A report in the New York Times today, said that a Chinese company is building much of the new San Francisco – Oakland Bay Bridge. This is probably old news to many since the project has been several years in process already, but it was the first I heard about it.
It always seemed to me there is something distinctly American about building big things. Highways, railroads, skyscrapers, dams, shopping malls and most of all, bridges. Bridges have names and purposes. Bridges identify cities and excite travelers (“We crossed the GW at night and we could see all the city lights”). Bridges are our gateways and part of our heritage and pride.
Between 1849 and 1964 twelve new bridges in the United States extended the world record lengths for suspension bridges from 1,010 ft to 4,259 ft. Americans built all of them. Starting with the Wheeling, WV bridge finished in 1849 and measuring 1,010 ft. and ending with the Verrazano-Narrows bridge, which was the longest suspension bridge until 1981. It measured 4,259 ft. Some of these iconic twelve bridges include the Brooklyn Bridge over Manhattan’s East River, the Ben Franklin connecting Philadelphia and New Jersey over the Delaware River. the Golden Gate Bridge in San Francisco and the George Washington Bridge spanning the Hudson.
Imagine that! For 132 years, without interruption, we built the longest most beautiful bridges in the world. But since then…not so much. The Bay Bridge is not kid stuff. The costs are over 7 billion dollars, its really two bridges a viaduct and a tunnel. It’s big, it’s complicated and it’s here. Why aren’t Americans building all of it?
Well from what I’ve read of the history of the Bay Bridge project there’s a host of reasons. The estimated costs were always too low and a constant moving target. The design spec got input from everyone and everywhere and became a beauty contest, and the politics, as you might expect were the usual snake pit. The one thing that did not seem to be on anyone’s mind was employing American workers to build it. The two American companies who were the prime contractor dismissed the capacity of domestic steel industry to fabricate the bridge.

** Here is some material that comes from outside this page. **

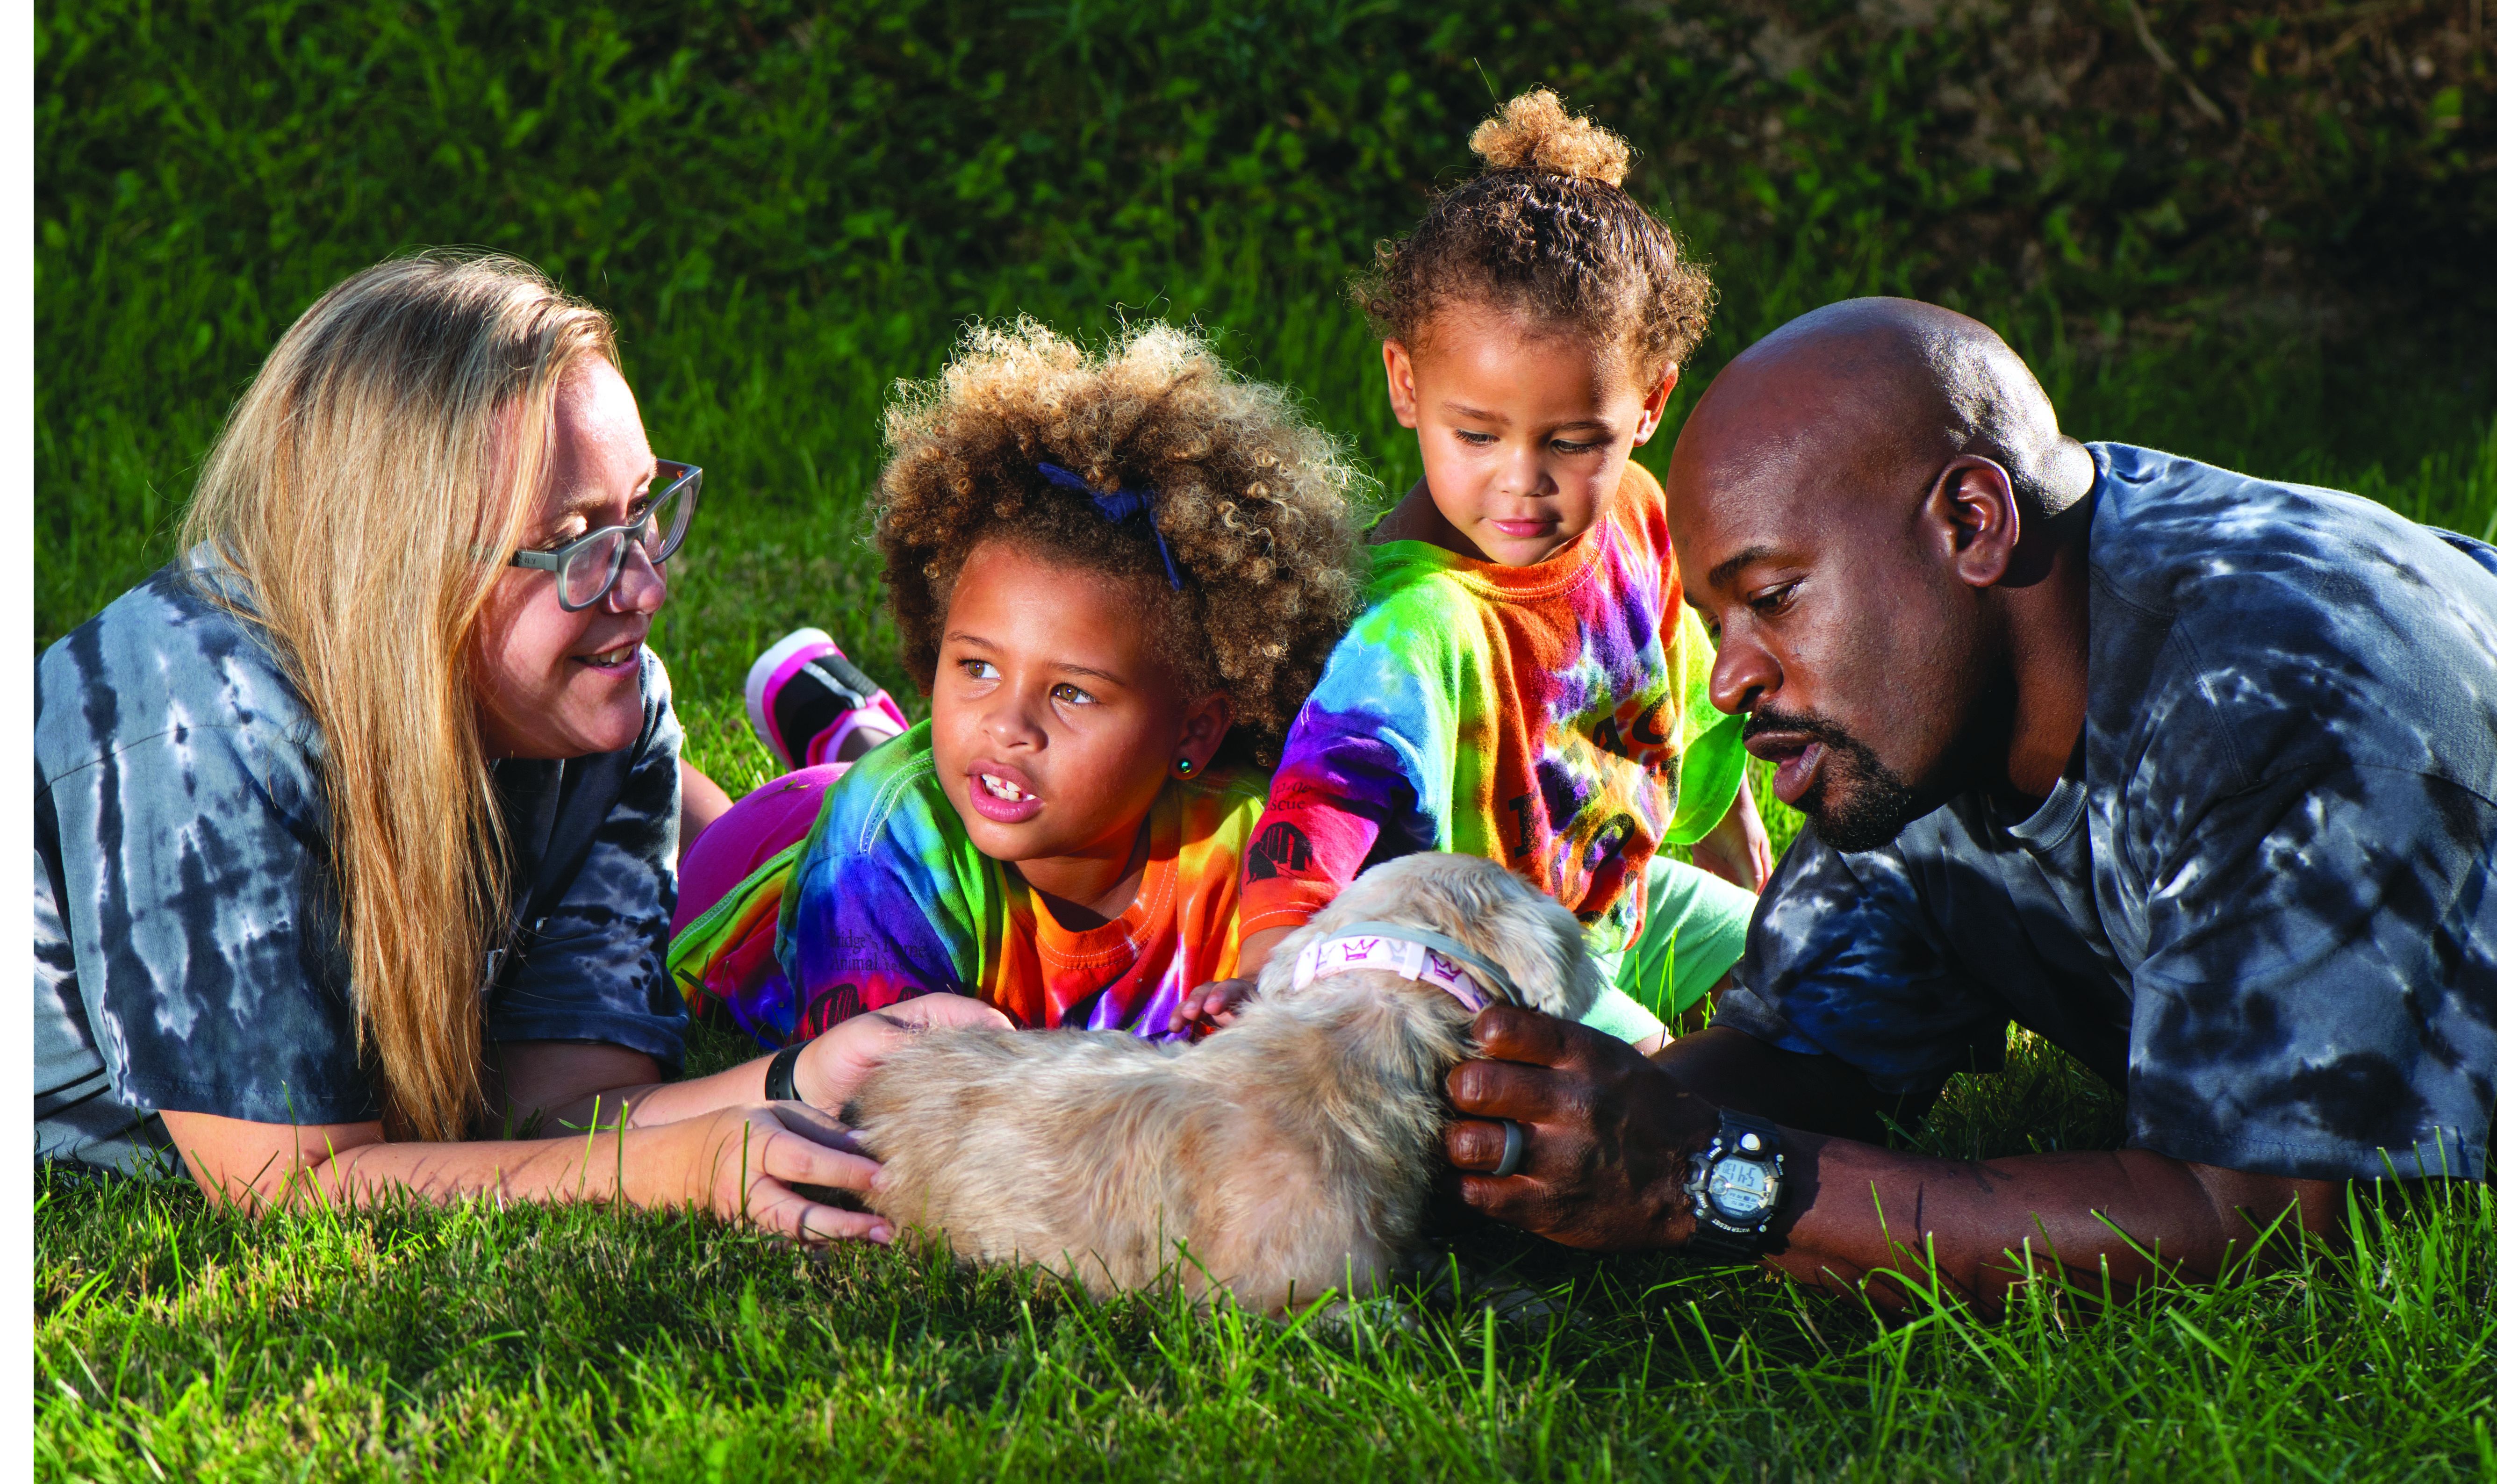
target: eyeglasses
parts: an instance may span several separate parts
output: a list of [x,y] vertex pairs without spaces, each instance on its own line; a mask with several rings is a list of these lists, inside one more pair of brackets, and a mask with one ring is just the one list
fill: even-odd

This even though the Chinese company had yet to build a bridge or use the technology that was contemplated by the design.
Cost seemed to be the over riding issue for California. The NYT states that California decided not to apply for federal funds since they would then have had to purchase from US manufacturers. This is a muddy area since other accounts indicate that they could forego that requirement if the foreign bid were more than 25% cheaper than the domestic costs. The NYT also quoted a Chinese steel polisher working on a section of the bridge as saying he is paid $12 per day.
If we could build new bridges for 150 years, why did we stop? Did we forget how? The Chesapeake Bay Bridge-Tunnel was built in less than four years with no federal, state or local governmant money. It’s almost 20 miles long and includes bridges, tunnels and four man made islands. The first two lanes cost less than $200 million and were completed in 1964. Two additional lanes were open in 1999. They cost less than $250 million. No tax dollars were used.
By now we’re use to the fact that manufacturing costs are lower in most of the world. We’re use to buying t-shirts, electronics, kitchen items, shoes, tires, just about any consumer goods from anywhere in the world. But bridges?
I’m not a protectionist. I’ve always been for free trade and against tariffs. They just don’t make sense. But bridges…OUR BRIDGES. And one of the guys building it makes 12 dollars a DAY!
I might have to re-think some of this.